Silk crepe is my favourite of all fabrics for sleeveless tops. It wears like iron, feels like butterfly's wing on the skin, is warm to the touch without burning, breathes beautifully, and has a springiness that's superbly comfortable.  Some years ago I drafted a simple sleeveless top pattern, and have used that ever since as the basis for variations not just in silk but also linen and poly.

Silk crepe tops:  self-drafted pattern with pleated neckline, early 2013 at left, early 2011 at right.  
So how does the Marfy pattern compare with mine? My pattern has a scooped out neckline both front and back, making any additional opening redundant. The Marfy neckline is high, so even without the standing collar it needs a neck opening.  Note that though it's originally placed at CB in the pattern, this opening can easily be made into a design element  in the front, either angled towards the sleeve or at centre front, perhaps with skinny bias tubes to tie into a pretty bow instead of a button or hook.

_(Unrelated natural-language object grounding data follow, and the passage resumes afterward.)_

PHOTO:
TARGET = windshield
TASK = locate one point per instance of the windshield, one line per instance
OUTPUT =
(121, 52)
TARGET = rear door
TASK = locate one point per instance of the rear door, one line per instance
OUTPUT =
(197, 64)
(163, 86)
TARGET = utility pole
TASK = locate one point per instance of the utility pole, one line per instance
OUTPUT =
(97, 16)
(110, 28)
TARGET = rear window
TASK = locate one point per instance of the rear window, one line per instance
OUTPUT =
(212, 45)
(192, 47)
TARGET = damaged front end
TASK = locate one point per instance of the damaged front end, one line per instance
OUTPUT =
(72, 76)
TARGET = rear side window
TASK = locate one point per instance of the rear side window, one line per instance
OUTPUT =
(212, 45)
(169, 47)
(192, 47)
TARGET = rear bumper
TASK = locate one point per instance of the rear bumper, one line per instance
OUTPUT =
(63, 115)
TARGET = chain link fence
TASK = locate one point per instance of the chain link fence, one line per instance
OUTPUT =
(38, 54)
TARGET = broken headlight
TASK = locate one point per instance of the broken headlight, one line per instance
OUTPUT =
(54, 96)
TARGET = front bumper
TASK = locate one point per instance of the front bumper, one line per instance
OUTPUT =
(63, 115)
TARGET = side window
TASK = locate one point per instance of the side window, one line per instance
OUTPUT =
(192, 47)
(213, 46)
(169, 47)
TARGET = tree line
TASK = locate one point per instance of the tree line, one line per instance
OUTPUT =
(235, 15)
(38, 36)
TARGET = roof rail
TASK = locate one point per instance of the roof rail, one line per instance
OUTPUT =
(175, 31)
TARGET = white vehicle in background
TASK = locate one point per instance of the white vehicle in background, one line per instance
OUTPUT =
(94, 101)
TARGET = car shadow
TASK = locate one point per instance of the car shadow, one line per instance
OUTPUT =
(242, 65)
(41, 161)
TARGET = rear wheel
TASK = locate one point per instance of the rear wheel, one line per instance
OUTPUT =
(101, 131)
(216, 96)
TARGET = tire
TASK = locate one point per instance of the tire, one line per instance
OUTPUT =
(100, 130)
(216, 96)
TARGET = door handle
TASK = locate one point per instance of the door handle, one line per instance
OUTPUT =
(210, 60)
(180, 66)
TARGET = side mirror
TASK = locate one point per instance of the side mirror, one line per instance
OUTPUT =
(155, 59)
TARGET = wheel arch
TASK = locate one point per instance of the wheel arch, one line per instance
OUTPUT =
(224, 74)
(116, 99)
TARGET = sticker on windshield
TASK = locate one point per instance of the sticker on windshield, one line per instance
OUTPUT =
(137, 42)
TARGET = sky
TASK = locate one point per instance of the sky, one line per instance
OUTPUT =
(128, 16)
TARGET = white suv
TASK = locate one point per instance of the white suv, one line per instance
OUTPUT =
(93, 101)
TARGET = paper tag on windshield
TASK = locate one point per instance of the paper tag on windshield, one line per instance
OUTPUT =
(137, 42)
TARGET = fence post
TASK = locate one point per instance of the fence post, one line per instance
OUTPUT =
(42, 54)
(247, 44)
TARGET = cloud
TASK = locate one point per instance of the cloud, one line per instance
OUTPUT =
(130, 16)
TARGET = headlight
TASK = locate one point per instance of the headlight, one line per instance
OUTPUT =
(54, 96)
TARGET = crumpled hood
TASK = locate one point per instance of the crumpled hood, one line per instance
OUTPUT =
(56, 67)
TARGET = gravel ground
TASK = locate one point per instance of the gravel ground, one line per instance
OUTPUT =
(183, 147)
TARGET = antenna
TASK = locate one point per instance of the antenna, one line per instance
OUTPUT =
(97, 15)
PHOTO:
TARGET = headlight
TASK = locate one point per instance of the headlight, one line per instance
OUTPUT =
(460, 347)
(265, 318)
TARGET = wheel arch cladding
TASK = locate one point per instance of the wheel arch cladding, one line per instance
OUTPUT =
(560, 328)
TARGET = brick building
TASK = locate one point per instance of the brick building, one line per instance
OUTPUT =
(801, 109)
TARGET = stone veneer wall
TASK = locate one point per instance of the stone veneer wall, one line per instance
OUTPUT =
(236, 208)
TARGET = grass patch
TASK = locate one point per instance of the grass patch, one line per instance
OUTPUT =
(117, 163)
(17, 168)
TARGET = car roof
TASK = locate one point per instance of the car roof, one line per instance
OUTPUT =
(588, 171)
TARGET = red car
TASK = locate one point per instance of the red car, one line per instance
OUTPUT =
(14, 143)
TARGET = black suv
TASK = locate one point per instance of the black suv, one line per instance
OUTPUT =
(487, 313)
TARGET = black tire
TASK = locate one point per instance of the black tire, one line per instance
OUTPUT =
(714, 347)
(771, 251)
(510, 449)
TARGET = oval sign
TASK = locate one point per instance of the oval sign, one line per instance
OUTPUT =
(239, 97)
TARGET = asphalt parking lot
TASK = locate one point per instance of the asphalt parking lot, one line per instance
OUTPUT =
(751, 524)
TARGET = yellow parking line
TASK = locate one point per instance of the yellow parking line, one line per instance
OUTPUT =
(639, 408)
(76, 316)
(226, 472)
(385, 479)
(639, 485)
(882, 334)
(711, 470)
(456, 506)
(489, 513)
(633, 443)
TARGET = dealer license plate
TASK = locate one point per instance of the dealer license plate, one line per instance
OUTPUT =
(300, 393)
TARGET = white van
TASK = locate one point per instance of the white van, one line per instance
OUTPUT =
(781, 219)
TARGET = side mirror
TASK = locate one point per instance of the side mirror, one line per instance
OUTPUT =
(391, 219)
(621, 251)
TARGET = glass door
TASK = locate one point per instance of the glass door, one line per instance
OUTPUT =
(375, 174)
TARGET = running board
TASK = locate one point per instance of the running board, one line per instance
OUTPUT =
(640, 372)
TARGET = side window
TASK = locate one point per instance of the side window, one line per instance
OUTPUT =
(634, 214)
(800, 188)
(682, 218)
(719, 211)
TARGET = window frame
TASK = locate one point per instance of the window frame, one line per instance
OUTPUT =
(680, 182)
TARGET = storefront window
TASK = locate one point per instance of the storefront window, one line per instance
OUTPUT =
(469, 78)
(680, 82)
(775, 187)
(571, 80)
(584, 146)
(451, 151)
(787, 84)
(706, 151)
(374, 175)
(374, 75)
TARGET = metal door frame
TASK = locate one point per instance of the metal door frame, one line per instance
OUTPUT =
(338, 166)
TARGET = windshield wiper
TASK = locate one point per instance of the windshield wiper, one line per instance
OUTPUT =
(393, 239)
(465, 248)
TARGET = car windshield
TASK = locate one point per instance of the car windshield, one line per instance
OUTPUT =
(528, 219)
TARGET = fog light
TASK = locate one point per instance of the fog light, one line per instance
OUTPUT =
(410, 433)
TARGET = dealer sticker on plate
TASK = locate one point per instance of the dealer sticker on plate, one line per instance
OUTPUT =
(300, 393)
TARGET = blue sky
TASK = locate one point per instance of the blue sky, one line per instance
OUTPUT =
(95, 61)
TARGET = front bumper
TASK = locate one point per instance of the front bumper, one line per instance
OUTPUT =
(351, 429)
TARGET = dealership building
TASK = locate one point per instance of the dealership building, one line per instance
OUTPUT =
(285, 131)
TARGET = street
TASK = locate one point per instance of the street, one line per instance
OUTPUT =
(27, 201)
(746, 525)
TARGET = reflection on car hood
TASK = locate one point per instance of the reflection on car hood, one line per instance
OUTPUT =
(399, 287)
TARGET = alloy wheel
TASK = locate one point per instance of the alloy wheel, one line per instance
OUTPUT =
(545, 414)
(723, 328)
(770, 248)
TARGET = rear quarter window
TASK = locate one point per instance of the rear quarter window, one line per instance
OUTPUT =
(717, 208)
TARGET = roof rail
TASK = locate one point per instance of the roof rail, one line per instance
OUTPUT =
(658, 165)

Though not readily visible in the finished garments, there are other minor differences between my pattern and the Marfy. My pattern has shaped side seams for a closer fit in the waist, a higher armscye, and its outer shoulder is less cut in towards the neck, for more secure coverage of these pesky undergarment straps.

Self drafted pattern, box pleat variations:  at left, patterned red silk crepe scarf with short hem and two hem pleats; silk-cotton blend at right.
So, will I make the Marfy 1913 top again?  Of course, and at least once with the standing collar!  it's great to have another top variation.